The clustering algorithms in this chapter have been demonstrated using a stylized visualization of data in two dimensions, with the difference between the various items indicated by how far apart they are in the diagram. Since most real-life examples of items you would want to cluster have more than two numbers, you can't just take the data as-is and plot it in two dimensions. However, to understand the relationship between the various items, it would be very useful to see them charted on a page with closer distances indicating similarity.
This section will introduce a technique called multidimensional scaling, which will be used to find a two-dimensional representation of the dataset. The algorithm takes the difference between every pair of items and tries to make a chart in which the distances between the items match those differences. To do this, the algorithm first calculates the target distances between all the items. In the blog dataset, Pearson correlation was used to compare the items.
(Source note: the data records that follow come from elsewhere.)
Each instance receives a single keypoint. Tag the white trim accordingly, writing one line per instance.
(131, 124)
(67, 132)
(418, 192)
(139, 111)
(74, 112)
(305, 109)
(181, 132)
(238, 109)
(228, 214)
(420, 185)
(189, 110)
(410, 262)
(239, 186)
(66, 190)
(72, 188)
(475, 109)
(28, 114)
An example of this is shown in Table 3-2.
Table 3-2. Sample distance matrix
A | B | C | D | |
---|---|---|---|---|
A | 0.0 | 0.2 | 0.8 | 0.7 |
B | 0.2 | 0.0 | 0.9 | 0.8 |
C | 0.8 | 0.9 | 0.0 | 0.1 |
D | 0.7 | 0.8 | 0.1 | 0.0 |
Next, all the items (blogs, in this case) are placed randomly on the two-dimensional chart, as shown in Figure 3-7.
Figure 3-7. Starting locations of the 2D projection
The current distances between all the items are calculated using the ...